Les jardiniers de Gasteiz jettent au feu de Judimendi une poupée au visage de Beatriz Artolazabal
Dans le contextede la grève des jardiniers \u00A0 de Vitoria-Gasteiz hier soir \u00Les manifestations ont atteint les fêtes de San Juan dans le quartier de Judimendi, étant donné que les jardiniers ont mis le feu à une poupée au visage de la conseillère municipaleBeatriz Artolazabal.

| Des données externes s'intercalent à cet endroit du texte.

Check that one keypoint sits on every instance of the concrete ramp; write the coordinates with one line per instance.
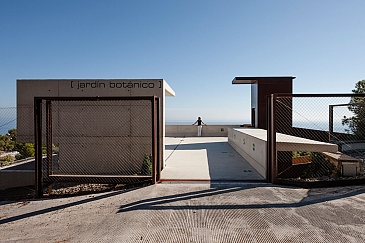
(205, 159)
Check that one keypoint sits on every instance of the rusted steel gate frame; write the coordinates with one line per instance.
(271, 152)
(38, 101)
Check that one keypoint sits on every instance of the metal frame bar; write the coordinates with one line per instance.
(271, 126)
(38, 146)
(155, 110)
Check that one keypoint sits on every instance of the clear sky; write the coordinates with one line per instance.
(198, 47)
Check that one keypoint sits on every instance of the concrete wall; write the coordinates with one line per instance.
(116, 140)
(16, 178)
(251, 148)
(192, 131)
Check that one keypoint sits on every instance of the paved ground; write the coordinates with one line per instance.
(191, 213)
(205, 158)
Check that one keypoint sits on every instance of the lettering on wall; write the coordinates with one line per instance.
(114, 85)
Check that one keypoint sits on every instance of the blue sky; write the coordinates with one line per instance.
(198, 47)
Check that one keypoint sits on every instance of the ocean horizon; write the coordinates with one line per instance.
(10, 123)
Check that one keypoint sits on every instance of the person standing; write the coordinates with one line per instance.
(200, 125)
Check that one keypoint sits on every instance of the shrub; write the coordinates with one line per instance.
(6, 159)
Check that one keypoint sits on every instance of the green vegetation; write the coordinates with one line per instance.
(356, 123)
(8, 143)
(6, 159)
(25, 150)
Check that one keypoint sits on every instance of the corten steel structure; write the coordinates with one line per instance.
(261, 88)
(278, 164)
(94, 148)
(28, 89)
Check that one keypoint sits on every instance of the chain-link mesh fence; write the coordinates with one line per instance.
(319, 138)
(97, 140)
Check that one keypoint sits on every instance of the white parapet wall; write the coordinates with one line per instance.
(251, 144)
(192, 131)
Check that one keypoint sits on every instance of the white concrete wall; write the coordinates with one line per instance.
(192, 131)
(251, 148)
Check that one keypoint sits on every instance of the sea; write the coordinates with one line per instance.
(7, 123)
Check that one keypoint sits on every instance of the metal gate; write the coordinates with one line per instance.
(96, 140)
(326, 143)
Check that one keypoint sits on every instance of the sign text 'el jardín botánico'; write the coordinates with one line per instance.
(142, 84)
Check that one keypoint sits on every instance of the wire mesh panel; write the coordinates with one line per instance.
(98, 140)
(318, 138)
(7, 119)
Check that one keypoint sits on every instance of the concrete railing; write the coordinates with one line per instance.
(192, 131)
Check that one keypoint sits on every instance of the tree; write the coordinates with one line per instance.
(13, 134)
(25, 150)
(356, 123)
(6, 144)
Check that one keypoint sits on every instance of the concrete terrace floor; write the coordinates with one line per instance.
(205, 158)
(209, 211)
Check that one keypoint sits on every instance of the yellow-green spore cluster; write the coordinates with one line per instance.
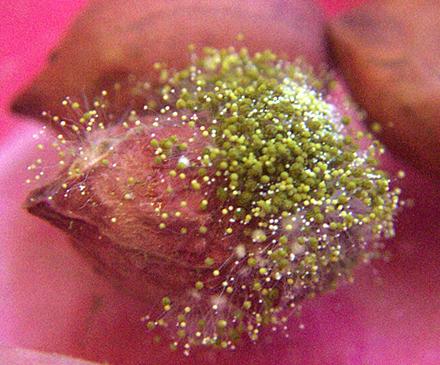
(281, 147)
(290, 175)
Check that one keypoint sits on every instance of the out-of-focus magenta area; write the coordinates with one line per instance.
(30, 29)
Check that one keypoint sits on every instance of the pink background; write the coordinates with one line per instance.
(50, 301)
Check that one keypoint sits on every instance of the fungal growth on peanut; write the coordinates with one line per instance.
(226, 201)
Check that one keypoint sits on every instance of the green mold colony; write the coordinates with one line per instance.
(291, 177)
(296, 201)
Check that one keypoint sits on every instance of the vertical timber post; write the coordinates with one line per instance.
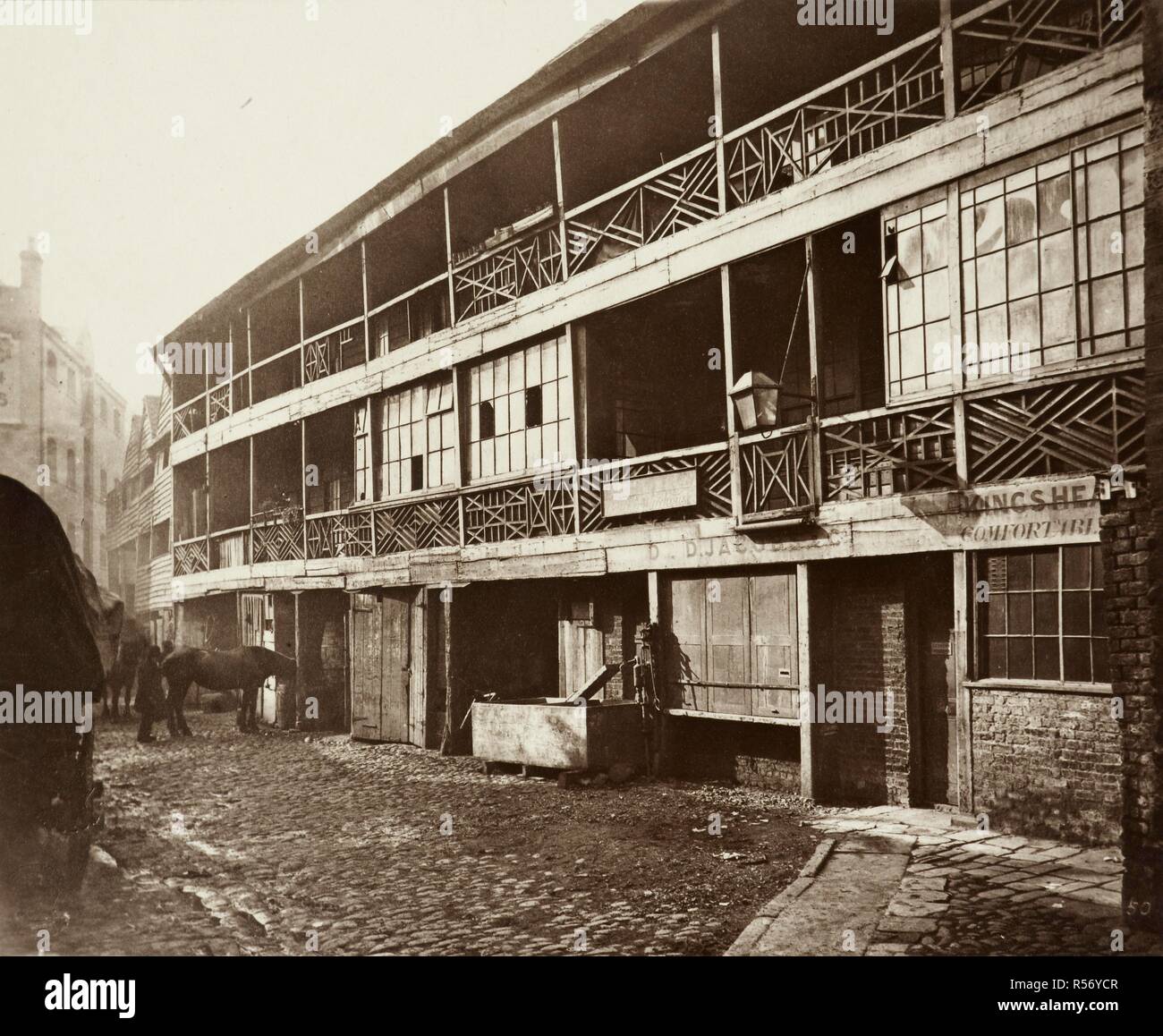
(807, 771)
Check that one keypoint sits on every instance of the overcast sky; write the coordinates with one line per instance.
(286, 120)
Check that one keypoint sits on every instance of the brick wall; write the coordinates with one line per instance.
(1142, 823)
(1131, 569)
(859, 643)
(1047, 764)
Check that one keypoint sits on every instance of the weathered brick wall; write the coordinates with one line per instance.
(859, 643)
(1047, 764)
(1142, 837)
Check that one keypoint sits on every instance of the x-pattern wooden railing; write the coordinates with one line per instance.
(776, 473)
(220, 403)
(890, 100)
(189, 418)
(1015, 41)
(508, 272)
(679, 195)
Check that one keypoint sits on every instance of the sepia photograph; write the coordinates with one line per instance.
(580, 478)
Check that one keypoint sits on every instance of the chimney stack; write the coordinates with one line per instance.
(30, 264)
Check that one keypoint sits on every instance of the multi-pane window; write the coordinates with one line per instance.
(1053, 257)
(917, 299)
(417, 438)
(1042, 616)
(522, 410)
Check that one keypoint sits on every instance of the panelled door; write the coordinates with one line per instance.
(383, 650)
(365, 667)
(733, 644)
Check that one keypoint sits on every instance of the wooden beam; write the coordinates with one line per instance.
(720, 158)
(964, 629)
(802, 625)
(948, 65)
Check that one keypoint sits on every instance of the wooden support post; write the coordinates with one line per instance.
(561, 200)
(720, 159)
(448, 252)
(728, 360)
(956, 333)
(363, 275)
(576, 344)
(948, 68)
(298, 689)
(250, 380)
(807, 772)
(302, 358)
(962, 601)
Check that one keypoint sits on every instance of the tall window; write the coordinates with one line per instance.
(522, 410)
(1053, 259)
(1043, 619)
(917, 299)
(417, 438)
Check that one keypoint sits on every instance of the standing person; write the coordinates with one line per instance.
(150, 701)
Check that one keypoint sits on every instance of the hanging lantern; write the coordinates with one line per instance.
(756, 399)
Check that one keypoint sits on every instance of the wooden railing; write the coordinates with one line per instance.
(507, 272)
(1007, 43)
(776, 473)
(190, 418)
(191, 556)
(220, 403)
(679, 194)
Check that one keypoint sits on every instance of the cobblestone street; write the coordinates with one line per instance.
(231, 845)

Le maire adjoint et conseiller municipal des espaces publics et quartiers a fermement condamné la "violence symbolique, le harcèlement et l'intimidation" dont il a été victime ces derniers mois à la suite de la grève des jardiniers.
Parmi ces activités, il y a la poupée brûlée avec son visage dans le feu de San Juan, dans le quartier de Judimendi, à Vitoria-Gasteiz, lundi soir.
Mais aussi des "insultes et messages insultants" dans l'espace public, des "graffitis dans la rue, des pasquins placés à la maison et des messages personnels qui dépassent toutes les limites".
« Le désaccord fait partie de la vie démocratique. Mais pointer du doigt, caricaturer ou poursuivre une personne pour fonction publique n'est pas une protestation DA: c'estune violence symbolique. Et c'est inacceptable », a déclaré Artolazabal sur son réseau social X.
Dans ce contexte, le maire adjoint et conseiller municipal a convoqué ce matin un conseil des porte-parole extraordinaire de la mairie pour approuver un texte institutionnel de condamnation, qui n'a pas été adopté à l'unanimité, puisque EH Bildu n'a pas condamné l'action. "Certains portent la capuche et d'autres se taisent", a souligné Artolazabal, qui a ajouté que "le silence est également coupable".